Fissaidee 2

Una delle indicazioni che uno specifico carattere è legato al cromosoma X è l’assenza di trasmissione del carattere dal padre a tutti i figli maschi, perché il genitore maschio trasmette ai figli maschi il cromosoma Y, non il cromosoma X.

Se il carattere è recessivo si riscontra una prevalenza di maschi affetti che, infatti, avendo un solo cromosoma X manifestano il fenotipo recessivo, al contrario delle femmine che, avendo due cromosomi X, possono essere eterozigoti portatrici sane. Le femmine portatrici sane hanno il 50% di probabilità di trasmettere l’allele mutato ai figli maschi che saranno quindi affetti.

I maschi affetti, oltre a non avere figli maschi affetti, avranno certamente tutte le figlie portatrici sane. Femmine malate, seppure siano poco frequenti, possono nascere solo da maschi affetti e femmine portatrici, anche se tale incrocio è alquanto improbabile.

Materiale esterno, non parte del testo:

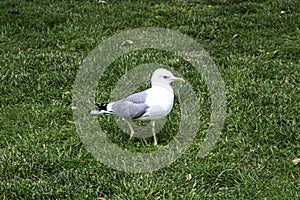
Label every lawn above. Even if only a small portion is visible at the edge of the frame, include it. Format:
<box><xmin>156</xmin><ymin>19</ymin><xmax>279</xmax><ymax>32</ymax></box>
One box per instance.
<box><xmin>0</xmin><ymin>0</ymin><xmax>300</xmax><ymax>200</ymax></box>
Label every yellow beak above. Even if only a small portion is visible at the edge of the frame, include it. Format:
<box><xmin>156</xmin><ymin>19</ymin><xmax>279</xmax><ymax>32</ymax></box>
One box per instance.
<box><xmin>174</xmin><ymin>77</ymin><xmax>185</xmax><ymax>82</ymax></box>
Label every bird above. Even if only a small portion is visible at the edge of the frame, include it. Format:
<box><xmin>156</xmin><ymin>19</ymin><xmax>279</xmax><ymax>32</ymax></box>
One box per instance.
<box><xmin>90</xmin><ymin>68</ymin><xmax>185</xmax><ymax>146</ymax></box>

Sono esempi di malattie X-linked recessive il Daltonismo, l’Emofilia, la Distrofia muscolare di Duchenne. Un albero genealogico tipico dell’eredità X-linked recessiva, è rappresentato nella figura

Molto rari sono i caratteri malattia di tipo X-linked dominante in cui tutte e solo le figlie femmine di un uomo affetto, sono affette. Dunque, in questo caso di riscontra una prevalenza di femmine affette.

Sono X-Linked Dominante alcune forme di Condrodisplasie, alcune forme di Polidattilia e poche altre condizioni patologiche.

I geni presenti nel cromosoma Y sono poche decine e la trasmissione dei caratteri ad essi associati avviene esclusivamente dal padre a tutti, e solo, i figli maschi.